In the 12th episode of the new and acclaimed series Queen Sugar, Nova’s love life takes an interesting turn as she is garnering more attention and notoriety for her activism work in ending antiblackness, abolitionism and freeing Too Sweet (a character loosely based on Kalief Browder). Nova, played by Rutina Wesley, started the season off dating a married white cop named Calvin who’s very obviously not understanding of how the antiblack violence of the prison industrial complex and of the history of policing of black bodies operate.

Calvin’s “good intentions,” aligned with his supposed love and respect for Nova, complicate their relationship. His whiteness, allegiance to his job as an officer and his affair with Nova play out like a colonialism porn plot. From what can be assumed, the producers of the show try to elicit from the audience that this storyline complicates who we humanize on different sides of justice. But the part that they miss is that yes, all white people are racist, and yes, all police officers are a part of the antiblack violence we’re fighting against. So no, a black queer woman loving and fucking a white man isn’t revolutionary nor does it actually shift the realities of how antiblack violence operates within white people.

Calvin’s very white, pro-cop, pro-white supremacist system character being with Nova, the very pro-Black, healer, spiritual, queer feminist is seemingly strategic. It’s a way to draw us into their differences and achieve an invisible bridge between their lived experiences and different perspectives, especially in dealing with the racist realities for black bodies living in the South. But involving them sexually and romantically actually blurs the lines on a hypothetical and literal level for how to address black liberation and our own survival of desire.

Desire has always altered our humanization of others. Watching Nova navigate this very difficult relationship only reminds us as Black women and femmes that our love and sexual relationship with non-Black people can shift our ability to see their individual violence against us while also shifting their willingness to dedicate labor to our freedom and survival. Another example of this was Ernestine in Underground using her body and desire access to coax the headmaster to protect her family on the plantation.

Over the season, Nova and Calvin eventually break up, due to the fact that their politics and lived experiences do not align, but primarily due to the lack of availability and trust that exists while Calvin still maintains his life with his wife.

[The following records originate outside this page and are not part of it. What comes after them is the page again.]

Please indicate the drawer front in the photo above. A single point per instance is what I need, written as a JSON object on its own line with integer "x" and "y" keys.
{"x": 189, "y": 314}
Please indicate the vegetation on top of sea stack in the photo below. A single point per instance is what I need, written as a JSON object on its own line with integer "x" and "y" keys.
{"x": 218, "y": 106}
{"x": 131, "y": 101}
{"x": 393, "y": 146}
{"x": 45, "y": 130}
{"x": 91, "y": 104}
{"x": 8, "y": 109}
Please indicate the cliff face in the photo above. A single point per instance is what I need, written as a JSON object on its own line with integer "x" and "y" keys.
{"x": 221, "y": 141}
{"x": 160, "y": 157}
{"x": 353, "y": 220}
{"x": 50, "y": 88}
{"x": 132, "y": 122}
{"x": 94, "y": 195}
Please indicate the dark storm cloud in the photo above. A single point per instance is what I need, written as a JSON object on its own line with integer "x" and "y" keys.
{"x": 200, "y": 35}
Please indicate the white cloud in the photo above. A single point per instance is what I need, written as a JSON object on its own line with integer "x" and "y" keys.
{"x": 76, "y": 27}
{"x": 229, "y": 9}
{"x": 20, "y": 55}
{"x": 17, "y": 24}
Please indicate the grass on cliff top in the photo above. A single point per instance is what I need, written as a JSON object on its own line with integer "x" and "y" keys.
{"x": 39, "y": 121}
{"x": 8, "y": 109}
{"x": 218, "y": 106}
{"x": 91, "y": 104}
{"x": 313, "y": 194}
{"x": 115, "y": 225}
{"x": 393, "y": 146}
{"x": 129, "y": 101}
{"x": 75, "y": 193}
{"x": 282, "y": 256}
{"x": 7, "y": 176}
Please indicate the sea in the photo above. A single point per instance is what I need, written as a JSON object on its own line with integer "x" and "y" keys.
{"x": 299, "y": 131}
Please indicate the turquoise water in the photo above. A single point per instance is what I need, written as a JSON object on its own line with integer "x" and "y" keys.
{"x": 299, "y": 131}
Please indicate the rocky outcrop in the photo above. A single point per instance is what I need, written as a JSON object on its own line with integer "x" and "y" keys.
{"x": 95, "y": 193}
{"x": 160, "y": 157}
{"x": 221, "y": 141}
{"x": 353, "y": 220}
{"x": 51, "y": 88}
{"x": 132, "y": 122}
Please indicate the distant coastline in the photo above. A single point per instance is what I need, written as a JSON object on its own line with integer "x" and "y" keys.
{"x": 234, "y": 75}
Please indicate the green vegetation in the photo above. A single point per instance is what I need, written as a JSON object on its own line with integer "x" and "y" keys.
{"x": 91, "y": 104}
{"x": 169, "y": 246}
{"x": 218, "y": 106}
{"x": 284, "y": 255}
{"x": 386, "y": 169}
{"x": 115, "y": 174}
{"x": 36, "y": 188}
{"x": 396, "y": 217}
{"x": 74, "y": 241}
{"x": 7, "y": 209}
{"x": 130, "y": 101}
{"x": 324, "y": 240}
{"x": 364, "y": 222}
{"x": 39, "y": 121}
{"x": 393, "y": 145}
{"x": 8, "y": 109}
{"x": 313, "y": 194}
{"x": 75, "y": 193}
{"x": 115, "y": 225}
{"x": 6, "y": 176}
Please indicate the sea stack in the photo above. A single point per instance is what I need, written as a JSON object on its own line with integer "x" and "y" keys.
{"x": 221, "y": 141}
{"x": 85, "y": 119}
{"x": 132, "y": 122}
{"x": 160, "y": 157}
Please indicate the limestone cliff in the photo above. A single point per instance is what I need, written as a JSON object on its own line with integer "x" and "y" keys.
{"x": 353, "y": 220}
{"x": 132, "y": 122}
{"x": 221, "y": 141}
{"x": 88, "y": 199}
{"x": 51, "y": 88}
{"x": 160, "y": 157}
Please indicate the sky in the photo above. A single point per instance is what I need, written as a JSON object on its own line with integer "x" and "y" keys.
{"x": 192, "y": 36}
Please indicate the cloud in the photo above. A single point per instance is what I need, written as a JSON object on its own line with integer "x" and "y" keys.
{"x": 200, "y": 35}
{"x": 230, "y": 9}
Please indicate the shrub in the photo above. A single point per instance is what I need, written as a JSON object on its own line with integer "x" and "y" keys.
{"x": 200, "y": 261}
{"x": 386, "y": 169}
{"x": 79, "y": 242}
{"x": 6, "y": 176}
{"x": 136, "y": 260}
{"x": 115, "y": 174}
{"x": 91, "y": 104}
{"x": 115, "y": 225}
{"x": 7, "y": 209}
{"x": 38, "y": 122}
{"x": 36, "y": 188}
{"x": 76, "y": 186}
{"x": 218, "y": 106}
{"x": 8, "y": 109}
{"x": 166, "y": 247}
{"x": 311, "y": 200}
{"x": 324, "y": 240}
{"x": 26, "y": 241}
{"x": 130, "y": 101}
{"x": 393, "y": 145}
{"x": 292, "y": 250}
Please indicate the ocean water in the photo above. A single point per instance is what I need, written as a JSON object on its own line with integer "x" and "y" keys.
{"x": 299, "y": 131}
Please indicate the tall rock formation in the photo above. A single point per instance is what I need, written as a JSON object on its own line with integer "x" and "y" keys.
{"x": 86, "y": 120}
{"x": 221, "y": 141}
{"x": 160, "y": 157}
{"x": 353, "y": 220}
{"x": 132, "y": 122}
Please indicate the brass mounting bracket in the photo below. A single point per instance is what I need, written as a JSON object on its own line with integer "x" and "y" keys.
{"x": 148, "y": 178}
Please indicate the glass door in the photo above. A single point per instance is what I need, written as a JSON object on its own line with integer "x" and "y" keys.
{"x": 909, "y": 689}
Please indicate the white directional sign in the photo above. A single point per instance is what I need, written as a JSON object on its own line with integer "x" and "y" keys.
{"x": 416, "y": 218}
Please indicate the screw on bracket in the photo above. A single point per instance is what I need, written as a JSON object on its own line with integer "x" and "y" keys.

In this specific episode, Nova is interviewed by Melissa Harris-Perry about her work around abolitionism and freeing Too Sweet from the New Orleans prison system for crimes he did not commit. She is surprised by Calvin being in the audience, as they haven’t talked in weeks.

It’s obvious she is excited to see him, and it shifts her answers in the interview to a more lenient perspective of “Not All Cops.” In this moment, Nova reveals that she believes individual cops to be human, to be people that are worth the idea of justice in a system designed to kill black people. And, seemingly, that idea is based in her desire and love for one individual white cop who has also proven he does not get it.

Subsequent to Nova’s interview, Calvin calls her to profess his love for her. He also mentions that he has left his wife and has had Too Sweet’s charges dropped by calling in a favor to the District Attorney. Nova is immediately weighed with joy and confusion before the episode closes out. This culminating moment at the end of the episode positions how much desire can shift access to justice, even without shifting Calvin’s mindset around antiblack violence. Calvin chooses to call in a favor to make sure Too Sweet is able to live his life outside of the system for charges he never committed for the sake of proving to Nova that he loves her and believes in her. But would he have cared if she wasn’t fucking or love him? Would he have cared if he didn’t leave his wife? Would he have chosen to seek justice for black people without motivation or reward for himself?

White people are dangerous, especially when they love us. And witnessing Calvin utilize his desire and love for Nova to channel that into justice for Too Sweet after all the violence and pushback both Too Sweet and Nova received in seeking asylum in a system designed to kill both of them is disturbing. But more important, it’s imperative that we look at Queen Sugar and individual instances of desire/love that require black women and femmes to cope with the complexity of desire and how it affects our liberation, and if the ability for non-black people to humanize and love us fully exists.